Market Overview: That's Why Bitcoin Price Falling Before Halving

This weekend, the crypto market faced yet another bloodbath as the primary cryptocurrency, Bitcoin, printed a sharp plummet below $61,500 per coin. The second biggest crypto in terms of market cap size, Ethereum, followed it, crashing below the $2,900 price tag. Altcoins did likewise.

It was not only the cryptocurrency market – all other financial markets also crashed on Friday and continued on Monday (nothing trades at weekends, except for crypto). This collapse was triggered by the significant negative development in the Middle East, which hardly anyone expected to see.

Bitcoin and Ethereum crashed along with traditional markets

The pioneer cryptocurrency was the first one to face the blow. Bitcoin, like the other financial markets, took a hit on Friday. Satoshi Nakamoto’s invention collapsed by nearly 14% overnight – it plunged from the $$71,130 zone, where it was changing owners down to the $61,320 area.

Saturday through Sunday and Monday, Bitcoin attempted a recovery and succeeded in regaining 7.6%, rising to the $66,680 price tag. From Monday until now, it has been going severely down again, this time shedding almost 10%. At press time, Bitcoin is sitting at $60,200.
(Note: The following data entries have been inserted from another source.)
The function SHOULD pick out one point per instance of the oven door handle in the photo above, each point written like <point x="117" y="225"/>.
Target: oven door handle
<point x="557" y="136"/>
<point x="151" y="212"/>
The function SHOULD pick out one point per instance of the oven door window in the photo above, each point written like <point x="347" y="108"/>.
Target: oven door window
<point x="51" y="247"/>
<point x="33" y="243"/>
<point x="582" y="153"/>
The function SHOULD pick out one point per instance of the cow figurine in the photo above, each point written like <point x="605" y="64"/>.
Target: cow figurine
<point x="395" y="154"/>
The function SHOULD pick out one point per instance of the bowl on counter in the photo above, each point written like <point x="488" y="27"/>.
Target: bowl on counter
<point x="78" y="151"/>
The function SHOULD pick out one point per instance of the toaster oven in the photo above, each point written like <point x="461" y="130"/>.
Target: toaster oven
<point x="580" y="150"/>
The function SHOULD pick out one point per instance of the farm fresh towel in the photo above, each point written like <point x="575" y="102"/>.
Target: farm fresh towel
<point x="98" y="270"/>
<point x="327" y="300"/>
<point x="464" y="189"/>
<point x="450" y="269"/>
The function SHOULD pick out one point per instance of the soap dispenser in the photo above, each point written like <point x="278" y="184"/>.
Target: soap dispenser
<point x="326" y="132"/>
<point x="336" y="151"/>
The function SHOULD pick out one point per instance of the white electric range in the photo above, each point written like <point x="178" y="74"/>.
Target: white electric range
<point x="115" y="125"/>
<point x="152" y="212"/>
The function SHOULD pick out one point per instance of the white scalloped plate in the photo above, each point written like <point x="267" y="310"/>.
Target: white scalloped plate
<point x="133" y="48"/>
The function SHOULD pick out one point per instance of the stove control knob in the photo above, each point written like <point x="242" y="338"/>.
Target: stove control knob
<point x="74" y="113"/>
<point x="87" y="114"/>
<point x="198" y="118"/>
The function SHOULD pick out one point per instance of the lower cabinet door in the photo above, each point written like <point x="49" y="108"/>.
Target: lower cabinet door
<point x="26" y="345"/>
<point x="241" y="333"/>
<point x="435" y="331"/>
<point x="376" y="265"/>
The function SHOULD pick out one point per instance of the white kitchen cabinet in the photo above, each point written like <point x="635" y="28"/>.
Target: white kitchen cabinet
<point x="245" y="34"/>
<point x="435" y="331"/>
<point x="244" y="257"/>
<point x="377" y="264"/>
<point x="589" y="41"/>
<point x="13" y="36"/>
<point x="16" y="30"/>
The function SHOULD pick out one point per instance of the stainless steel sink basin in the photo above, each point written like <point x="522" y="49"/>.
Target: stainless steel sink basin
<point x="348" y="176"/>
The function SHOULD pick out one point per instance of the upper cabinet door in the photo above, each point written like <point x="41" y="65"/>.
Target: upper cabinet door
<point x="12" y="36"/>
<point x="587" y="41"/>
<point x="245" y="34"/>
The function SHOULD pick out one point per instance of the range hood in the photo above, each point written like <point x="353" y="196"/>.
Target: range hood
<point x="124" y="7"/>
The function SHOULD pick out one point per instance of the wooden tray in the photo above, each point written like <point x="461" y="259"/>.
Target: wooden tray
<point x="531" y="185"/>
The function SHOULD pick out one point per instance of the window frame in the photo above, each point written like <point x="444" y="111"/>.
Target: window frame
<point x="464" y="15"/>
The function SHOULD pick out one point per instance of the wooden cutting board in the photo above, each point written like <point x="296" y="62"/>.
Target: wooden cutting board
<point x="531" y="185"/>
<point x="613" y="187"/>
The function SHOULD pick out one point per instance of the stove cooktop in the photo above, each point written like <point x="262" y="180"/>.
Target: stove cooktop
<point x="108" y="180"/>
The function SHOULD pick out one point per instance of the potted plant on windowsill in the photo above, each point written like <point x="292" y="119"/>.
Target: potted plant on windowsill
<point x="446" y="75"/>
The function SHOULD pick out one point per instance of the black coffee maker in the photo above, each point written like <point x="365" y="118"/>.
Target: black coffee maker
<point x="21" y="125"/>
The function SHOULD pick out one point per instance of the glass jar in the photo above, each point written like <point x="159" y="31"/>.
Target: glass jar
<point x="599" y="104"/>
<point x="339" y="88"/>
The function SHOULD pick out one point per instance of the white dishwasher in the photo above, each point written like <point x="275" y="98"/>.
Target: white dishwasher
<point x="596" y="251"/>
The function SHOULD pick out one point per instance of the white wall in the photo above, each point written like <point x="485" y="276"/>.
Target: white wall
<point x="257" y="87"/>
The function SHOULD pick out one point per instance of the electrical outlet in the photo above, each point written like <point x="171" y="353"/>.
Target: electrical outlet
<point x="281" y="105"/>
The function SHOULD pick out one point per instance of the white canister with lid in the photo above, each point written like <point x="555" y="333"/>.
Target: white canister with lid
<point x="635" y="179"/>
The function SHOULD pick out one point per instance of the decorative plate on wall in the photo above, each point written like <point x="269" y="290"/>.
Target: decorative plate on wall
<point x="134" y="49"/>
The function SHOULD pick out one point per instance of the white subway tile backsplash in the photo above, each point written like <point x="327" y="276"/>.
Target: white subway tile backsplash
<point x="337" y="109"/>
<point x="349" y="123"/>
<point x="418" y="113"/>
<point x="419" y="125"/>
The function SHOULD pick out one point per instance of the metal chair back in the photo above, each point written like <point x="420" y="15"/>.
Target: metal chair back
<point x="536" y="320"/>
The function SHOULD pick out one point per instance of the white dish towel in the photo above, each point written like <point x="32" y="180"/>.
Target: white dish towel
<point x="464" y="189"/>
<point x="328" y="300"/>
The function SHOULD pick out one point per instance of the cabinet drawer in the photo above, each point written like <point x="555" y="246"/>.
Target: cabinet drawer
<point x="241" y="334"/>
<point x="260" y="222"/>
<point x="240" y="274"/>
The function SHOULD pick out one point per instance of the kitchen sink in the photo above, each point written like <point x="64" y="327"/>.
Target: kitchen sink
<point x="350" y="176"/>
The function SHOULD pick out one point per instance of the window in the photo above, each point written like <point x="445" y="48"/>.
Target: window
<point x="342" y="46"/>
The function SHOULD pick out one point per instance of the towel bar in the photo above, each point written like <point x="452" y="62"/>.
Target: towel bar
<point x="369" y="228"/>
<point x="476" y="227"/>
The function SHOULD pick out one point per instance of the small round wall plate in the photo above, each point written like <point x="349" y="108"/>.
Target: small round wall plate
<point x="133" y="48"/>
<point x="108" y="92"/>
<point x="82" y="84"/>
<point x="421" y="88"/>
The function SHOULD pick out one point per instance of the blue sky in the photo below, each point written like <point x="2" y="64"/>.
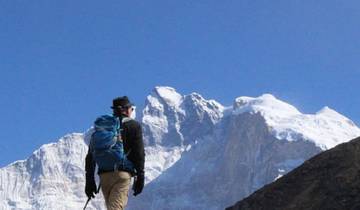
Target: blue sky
<point x="62" y="62"/>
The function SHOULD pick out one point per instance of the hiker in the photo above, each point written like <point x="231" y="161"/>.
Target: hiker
<point x="115" y="182"/>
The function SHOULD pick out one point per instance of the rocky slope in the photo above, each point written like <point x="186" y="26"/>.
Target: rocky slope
<point x="199" y="154"/>
<point x="330" y="180"/>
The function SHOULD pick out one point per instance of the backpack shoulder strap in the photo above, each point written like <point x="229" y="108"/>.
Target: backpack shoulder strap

Venture investor Anthony Pompliano stated in an interview this week that on Friday, as the adverse situation in the Middle East expanded, market participants started exiting not only Bitcoin and other cryptocurrencies but also began selling gold, stocks, bonds, ETFs, etc, to secure themselves with good old US dollar. This is the ultimate store of value for now, for which everyone dashes once any military conflict pops up somewhere in the world.

Still, Pompliano reminded the interviewer that since 2020, when the previous BTC halving took place, the biggest cryptocurrency has soared 8 times – from $8,000 it was trading at in April-May 2020 to slightly below $64,000 at which Bitcoin is bought and sold now as the next halving is almost here.
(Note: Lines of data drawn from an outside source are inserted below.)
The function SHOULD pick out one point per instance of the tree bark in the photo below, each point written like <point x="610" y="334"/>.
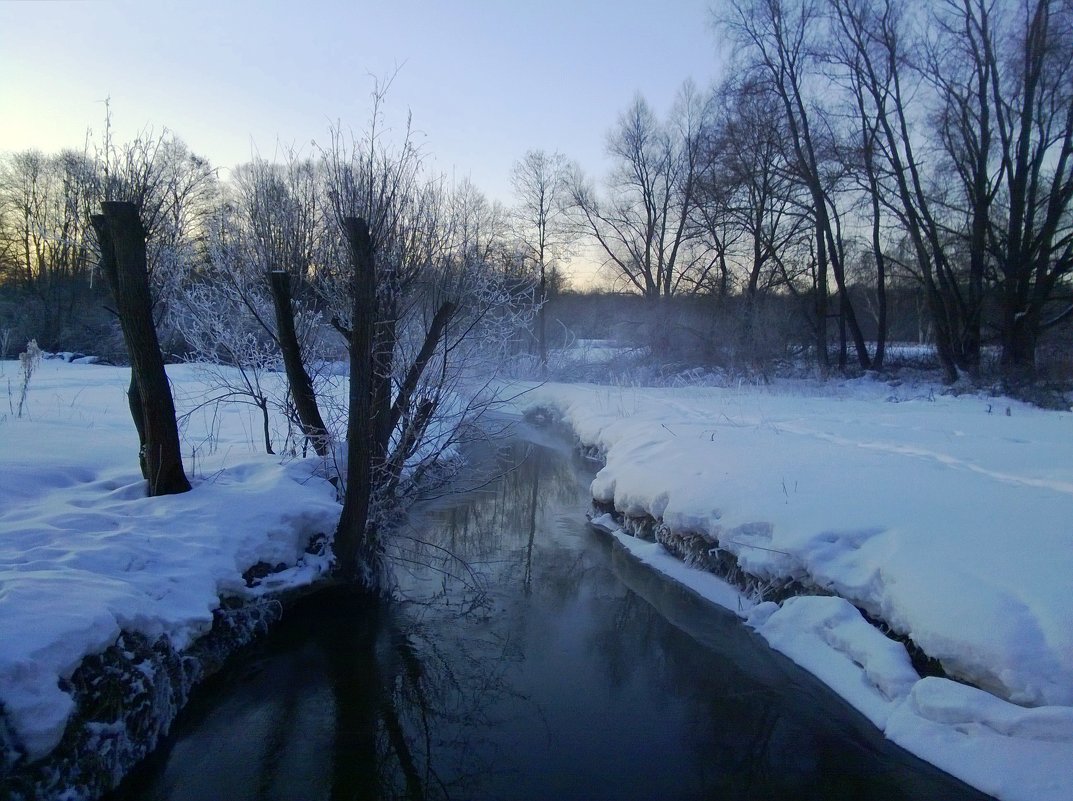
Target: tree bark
<point x="121" y="237"/>
<point x="355" y="544"/>
<point x="302" y="386"/>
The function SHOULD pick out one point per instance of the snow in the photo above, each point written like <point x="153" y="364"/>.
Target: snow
<point x="946" y="517"/>
<point x="84" y="553"/>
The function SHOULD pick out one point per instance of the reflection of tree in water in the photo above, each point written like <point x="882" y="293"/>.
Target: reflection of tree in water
<point x="412" y="708"/>
<point x="523" y="653"/>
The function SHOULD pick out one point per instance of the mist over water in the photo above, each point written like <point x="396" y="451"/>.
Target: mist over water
<point x="530" y="661"/>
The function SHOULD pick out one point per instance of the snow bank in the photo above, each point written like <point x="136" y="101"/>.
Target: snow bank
<point x="85" y="554"/>
<point x="946" y="517"/>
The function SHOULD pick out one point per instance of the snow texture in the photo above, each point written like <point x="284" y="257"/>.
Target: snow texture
<point x="85" y="554"/>
<point x="949" y="518"/>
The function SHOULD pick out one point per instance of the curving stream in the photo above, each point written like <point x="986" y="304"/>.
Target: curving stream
<point x="546" y="665"/>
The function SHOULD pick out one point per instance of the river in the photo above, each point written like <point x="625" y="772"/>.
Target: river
<point x="531" y="659"/>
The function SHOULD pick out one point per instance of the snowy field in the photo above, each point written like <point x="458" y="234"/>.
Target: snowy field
<point x="950" y="518"/>
<point x="84" y="553"/>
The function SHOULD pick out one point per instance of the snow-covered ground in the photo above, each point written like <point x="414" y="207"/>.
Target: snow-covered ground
<point x="950" y="518"/>
<point x="84" y="553"/>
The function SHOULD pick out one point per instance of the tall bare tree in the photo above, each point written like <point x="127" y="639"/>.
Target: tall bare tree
<point x="542" y="223"/>
<point x="781" y="40"/>
<point x="644" y="224"/>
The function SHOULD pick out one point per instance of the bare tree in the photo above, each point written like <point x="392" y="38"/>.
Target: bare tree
<point x="122" y="246"/>
<point x="781" y="39"/>
<point x="281" y="225"/>
<point x="542" y="223"/>
<point x="644" y="224"/>
<point x="750" y="201"/>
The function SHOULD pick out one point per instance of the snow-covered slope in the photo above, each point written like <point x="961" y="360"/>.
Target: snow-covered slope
<point x="950" y="518"/>
<point x="84" y="553"/>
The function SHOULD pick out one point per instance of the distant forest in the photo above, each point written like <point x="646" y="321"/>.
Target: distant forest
<point x="870" y="172"/>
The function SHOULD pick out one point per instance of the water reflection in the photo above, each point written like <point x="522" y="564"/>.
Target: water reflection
<point x="531" y="661"/>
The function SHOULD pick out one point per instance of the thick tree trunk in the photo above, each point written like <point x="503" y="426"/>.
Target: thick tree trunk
<point x="1018" y="349"/>
<point x="121" y="238"/>
<point x="355" y="543"/>
<point x="302" y="386"/>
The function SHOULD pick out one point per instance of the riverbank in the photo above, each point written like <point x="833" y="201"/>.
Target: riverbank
<point x="157" y="590"/>
<point x="944" y="519"/>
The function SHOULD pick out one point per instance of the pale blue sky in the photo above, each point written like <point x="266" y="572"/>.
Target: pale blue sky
<point x="485" y="80"/>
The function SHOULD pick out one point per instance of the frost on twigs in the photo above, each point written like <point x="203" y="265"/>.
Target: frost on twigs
<point x="28" y="361"/>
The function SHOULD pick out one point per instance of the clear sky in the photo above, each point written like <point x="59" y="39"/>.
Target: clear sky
<point x="485" y="80"/>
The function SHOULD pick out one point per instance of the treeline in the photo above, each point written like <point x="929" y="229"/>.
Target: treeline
<point x="876" y="167"/>
<point x="858" y="147"/>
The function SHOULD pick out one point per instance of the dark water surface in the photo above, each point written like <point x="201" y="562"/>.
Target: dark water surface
<point x="548" y="666"/>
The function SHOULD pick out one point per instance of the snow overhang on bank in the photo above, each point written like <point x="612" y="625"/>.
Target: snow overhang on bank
<point x="84" y="553"/>
<point x="946" y="521"/>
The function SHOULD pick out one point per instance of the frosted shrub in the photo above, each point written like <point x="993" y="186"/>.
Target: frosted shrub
<point x="28" y="361"/>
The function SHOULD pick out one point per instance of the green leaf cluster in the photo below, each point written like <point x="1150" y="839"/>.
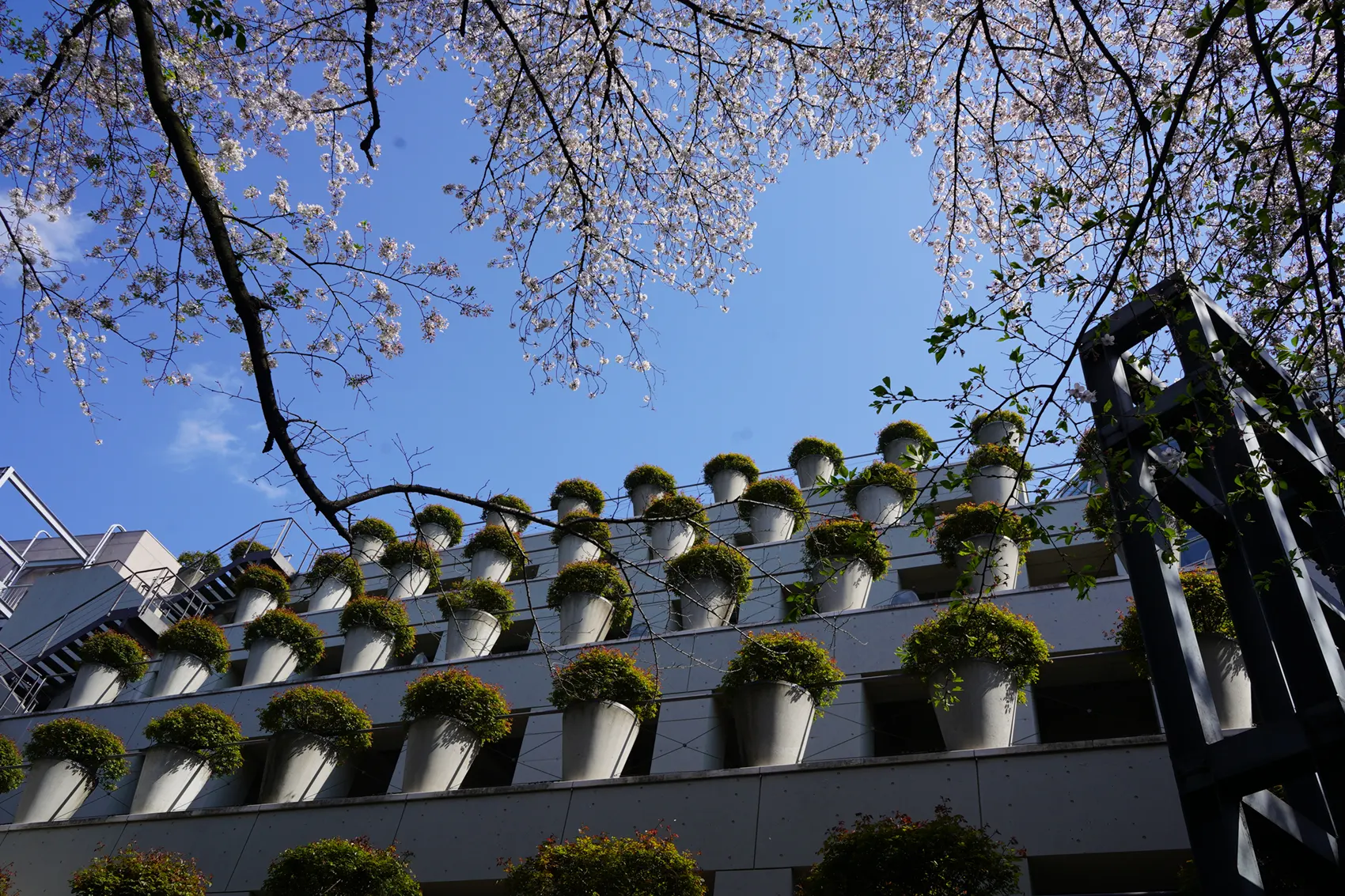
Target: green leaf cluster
<point x="211" y="734"/>
<point x="459" y="694"/>
<point x="601" y="673"/>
The situation was even worse for BTC in March 2020, when the COVID-19 pandemic arrived, and cities and towns worldwide began shutting down for quarantines. Bitcoin then briefly nosedived below the $4,000 mark, and oil crashed below zero.

However, economist Peter Schiff, a long-term Bitcoin critic, believes that Wall Street is about to begin disposing of the Bitcoin it holds in an attempt to save the money invested in it.

The second biggest cryptocurrency, Ethereum, created by Vitalik Buterin and a company of other outstanding developers, followed in the footsteps of Bitcoin. ETH lost roughly 20% on Friday and Saturday and crashed from $3,530 to $2,850. ETH’s attempt to restore its losses was successful as it regained close to 14.5% over the weekend and rose to $3,263. However, the second rebound pushed it 8.95% down, and at press time, ETH is trading at $2,976 per coin.

Spot Bitcoin ETFs have also been facing a lack of inflows. Besides, Grayscale is one of many ETFs that has been constantly hit with withdrawals. Several other ETFs have experienced them now, including Ark Invest under the leadership of the renowned investor and manager Cathie Wood.

However, there is some good news as well. Both retain, and institutional investors have been madly accumulating Bitcoin and moving it from centralized exchanges into their personal cold wallets or crypto custodial platforms. A CryptoQuant report revealed that BTC withdrawals have been very high and reached a peak that has yet to be around since January last year. The report authors believe this could indicate investors are preparing for the Bitcoin halving that is about to arrive.

Bitcoin halving is almost here

This crypto crash occurred less than a week before the Bitcoin community expected the halving. Many took this opportunity to add more coins to their investment portfolios. In contrast, others (they are called weak/paper hands by hardcore Bitcoiners) began selling, fearing that BTC would plummet even lower.

The halving event every four years since 2012 is fundamental and vital for BTC and its global community. Every halving cuts rewards miners get for each newly generated block of data by 50% (hence, a “halving”), thus making Bitcoin more deflationary and delaying the day when the last Bitcoin will be mined. A halving occurs once every four years. Three are already behind – the community went through them in 2012, 2016, and 2020.

Since the amount of Bitcoin produced sharply goes down after a halving, the price skyrockets within approximately a year, and then the market sees a significant pullback as many begin selling to capitalize on their investments. Miners also sell a lot of BTC to get cash to cover their expenses.

This week, the halving will reduce block rewards from 6.25 to 3.125 BTC respectively.